In the middle you’ll find HP’s new Pavilion Mini (starting at $319.99, £212 and AU$400) a sleek and lightweight desktop that has a ton of storage space, but only includes an Intel Core i3 processor.
If your goal is to store all your data on a gorgeous desktop, but you’re not focused on heavy-duty video editing or spreadsheeting, this is a solid option for you.
The Pavilion Mini is 2.06 inches tall and weighs just 1.6 lbs. It runs Windows 8.1, stores up to 1TB of data and provides 8GB of expandable memory. It features a DisplayPort and an HDMI out port that are capable of streaming Quad HD resolution video. Sorry 4K enthusiasts.
Users will love having access to two front-facing USB 3.0 ports, two rear-facing USB 3.0 ports and a 3-in-1 media card reader that supports SD, SDHC, and SDXC. The device also comes with a wireless chiclet keyboard and an optical mouse.
The PC is 802.11b/g/n Wi-Fi and BlueTooth 4.0-enabled, so you can stream and connect from the machine to any device within your network’s reach.
The Mini is housed in a white plastic chassis that would look good on any home or office desktop. The PC’s plastic edges feature a shiny finish reminiscent of early-2000s iBooks.

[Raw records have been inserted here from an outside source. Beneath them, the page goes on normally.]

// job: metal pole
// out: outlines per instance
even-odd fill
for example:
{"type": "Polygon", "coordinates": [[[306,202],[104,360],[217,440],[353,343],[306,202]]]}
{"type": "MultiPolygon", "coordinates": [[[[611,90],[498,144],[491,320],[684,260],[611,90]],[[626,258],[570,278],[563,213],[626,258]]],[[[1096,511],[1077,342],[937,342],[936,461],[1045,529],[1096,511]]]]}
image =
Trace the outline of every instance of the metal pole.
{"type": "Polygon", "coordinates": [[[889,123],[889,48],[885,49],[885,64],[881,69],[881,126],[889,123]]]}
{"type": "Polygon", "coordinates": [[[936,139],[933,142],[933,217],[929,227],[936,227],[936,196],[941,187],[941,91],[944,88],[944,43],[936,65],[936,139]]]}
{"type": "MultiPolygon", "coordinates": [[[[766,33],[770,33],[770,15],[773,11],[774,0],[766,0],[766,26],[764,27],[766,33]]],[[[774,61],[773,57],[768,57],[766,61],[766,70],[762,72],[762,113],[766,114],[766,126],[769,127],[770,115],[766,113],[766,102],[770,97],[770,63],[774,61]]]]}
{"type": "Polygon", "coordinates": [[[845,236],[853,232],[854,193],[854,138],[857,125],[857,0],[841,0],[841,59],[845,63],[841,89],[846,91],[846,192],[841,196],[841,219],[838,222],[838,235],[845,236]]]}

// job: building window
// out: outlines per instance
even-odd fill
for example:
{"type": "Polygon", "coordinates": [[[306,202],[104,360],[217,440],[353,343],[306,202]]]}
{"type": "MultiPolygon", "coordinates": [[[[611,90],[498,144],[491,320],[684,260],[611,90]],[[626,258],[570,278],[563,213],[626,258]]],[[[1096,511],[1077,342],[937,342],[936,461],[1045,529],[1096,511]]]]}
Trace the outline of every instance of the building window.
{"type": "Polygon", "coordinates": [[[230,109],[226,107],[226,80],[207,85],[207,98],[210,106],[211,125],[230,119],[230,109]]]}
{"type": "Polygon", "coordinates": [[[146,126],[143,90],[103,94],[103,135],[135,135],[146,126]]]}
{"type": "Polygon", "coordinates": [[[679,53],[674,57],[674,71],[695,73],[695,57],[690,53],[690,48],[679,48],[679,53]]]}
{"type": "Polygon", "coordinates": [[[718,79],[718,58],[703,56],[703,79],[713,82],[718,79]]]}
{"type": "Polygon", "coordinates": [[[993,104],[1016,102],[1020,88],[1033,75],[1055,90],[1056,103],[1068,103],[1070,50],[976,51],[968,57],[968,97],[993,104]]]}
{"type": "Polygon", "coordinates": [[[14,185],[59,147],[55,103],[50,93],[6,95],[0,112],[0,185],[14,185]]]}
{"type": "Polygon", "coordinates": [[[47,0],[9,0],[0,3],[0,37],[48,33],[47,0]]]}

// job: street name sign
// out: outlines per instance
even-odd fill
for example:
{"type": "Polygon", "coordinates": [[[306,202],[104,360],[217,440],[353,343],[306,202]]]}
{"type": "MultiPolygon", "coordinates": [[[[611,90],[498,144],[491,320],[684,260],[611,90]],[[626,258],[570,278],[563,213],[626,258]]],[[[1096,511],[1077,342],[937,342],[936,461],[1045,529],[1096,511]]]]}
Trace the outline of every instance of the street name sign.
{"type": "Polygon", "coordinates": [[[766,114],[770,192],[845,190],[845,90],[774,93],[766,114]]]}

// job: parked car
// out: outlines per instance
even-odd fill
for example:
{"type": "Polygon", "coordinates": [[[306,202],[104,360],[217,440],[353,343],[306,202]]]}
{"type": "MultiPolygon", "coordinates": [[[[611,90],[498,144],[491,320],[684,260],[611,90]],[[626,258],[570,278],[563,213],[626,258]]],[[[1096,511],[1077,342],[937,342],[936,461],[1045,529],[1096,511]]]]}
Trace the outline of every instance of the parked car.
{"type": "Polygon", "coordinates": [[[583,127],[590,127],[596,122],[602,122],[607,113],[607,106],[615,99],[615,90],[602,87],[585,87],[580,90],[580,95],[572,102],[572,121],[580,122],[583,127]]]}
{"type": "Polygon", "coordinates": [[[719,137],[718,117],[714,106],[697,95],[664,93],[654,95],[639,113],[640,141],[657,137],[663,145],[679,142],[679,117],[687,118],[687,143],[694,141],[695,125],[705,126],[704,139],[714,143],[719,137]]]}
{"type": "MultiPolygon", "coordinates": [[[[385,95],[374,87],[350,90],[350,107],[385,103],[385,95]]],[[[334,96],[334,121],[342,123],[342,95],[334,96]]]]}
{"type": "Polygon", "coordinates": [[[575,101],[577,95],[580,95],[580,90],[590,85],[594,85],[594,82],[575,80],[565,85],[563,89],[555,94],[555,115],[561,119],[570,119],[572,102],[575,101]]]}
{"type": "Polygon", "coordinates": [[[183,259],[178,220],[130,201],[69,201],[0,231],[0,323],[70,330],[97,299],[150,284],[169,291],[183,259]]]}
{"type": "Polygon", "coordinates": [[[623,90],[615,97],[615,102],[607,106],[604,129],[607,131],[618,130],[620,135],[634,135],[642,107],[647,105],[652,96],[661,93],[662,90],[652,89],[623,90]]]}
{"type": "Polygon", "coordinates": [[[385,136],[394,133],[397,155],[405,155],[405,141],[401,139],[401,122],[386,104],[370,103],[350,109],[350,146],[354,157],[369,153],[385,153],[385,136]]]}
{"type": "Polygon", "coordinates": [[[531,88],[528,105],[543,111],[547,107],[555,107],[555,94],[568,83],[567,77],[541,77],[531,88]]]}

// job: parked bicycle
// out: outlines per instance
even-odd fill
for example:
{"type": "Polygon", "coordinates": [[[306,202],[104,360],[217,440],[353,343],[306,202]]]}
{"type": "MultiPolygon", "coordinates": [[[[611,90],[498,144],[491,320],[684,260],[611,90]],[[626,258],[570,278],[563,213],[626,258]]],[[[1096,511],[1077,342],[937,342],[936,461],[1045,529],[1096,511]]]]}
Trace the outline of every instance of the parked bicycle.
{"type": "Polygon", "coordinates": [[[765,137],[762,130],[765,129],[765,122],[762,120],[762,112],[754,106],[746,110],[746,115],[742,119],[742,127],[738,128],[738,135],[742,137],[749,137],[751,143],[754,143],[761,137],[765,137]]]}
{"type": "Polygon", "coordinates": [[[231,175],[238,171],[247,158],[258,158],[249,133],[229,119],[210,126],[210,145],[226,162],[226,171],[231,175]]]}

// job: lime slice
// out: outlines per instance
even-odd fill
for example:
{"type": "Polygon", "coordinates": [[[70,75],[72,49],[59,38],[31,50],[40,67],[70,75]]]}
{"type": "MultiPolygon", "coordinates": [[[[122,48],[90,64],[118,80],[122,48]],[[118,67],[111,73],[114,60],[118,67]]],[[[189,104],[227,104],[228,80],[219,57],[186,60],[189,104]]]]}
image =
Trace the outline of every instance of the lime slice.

The top of the device is finished in a silver coated material that looks a lot like stereo speaker fabric. Unfortunately, the Pavilion Mini does not also function as a speaker (that would have been cool).
Full disclosure: I wasn’t able to test this device. I got to hold it and photograph it, but it wasn’t connected to a monitor. Thus, it’s difficult for me to provide a ton of feedback on the unit’s performance. However, based on the spec sheet, you can expect the Pavilion Mini to perform fast enough to get basic jobs done, but not at a super speed by which you would be impressed.
The highest the processor performs is 1.7GHz, which is on the lower side of decent. Ultrafast gaming PCs perform around 4.4GHz and the aforementioned Mac Mini can be upgraded to perform at 2.8GHz. Obviously you’re paying more for these devices and upgrades, but if speed is your priority then you should look elsewhere.
As I mentioned above: If your mom bought you a 4K monitor this holiday season, you’re going to have to go elsewhere for a desktop. This will only stream Quad HD, which is good enough for ordinary folk, but not for us pixel-snobs.
If you want a small, pretty desktop that has a ton of storage space and a solid amount of ports, the HP Pavilion Mini is a solid bet. It’ll be great for listening to music, watching Netflix and showing off your family’s photo album on Quad HD monitors. The price is right and design is top-notch.
However, if you want speed for video production or more burdensome business processes, you might want to look elsewhere.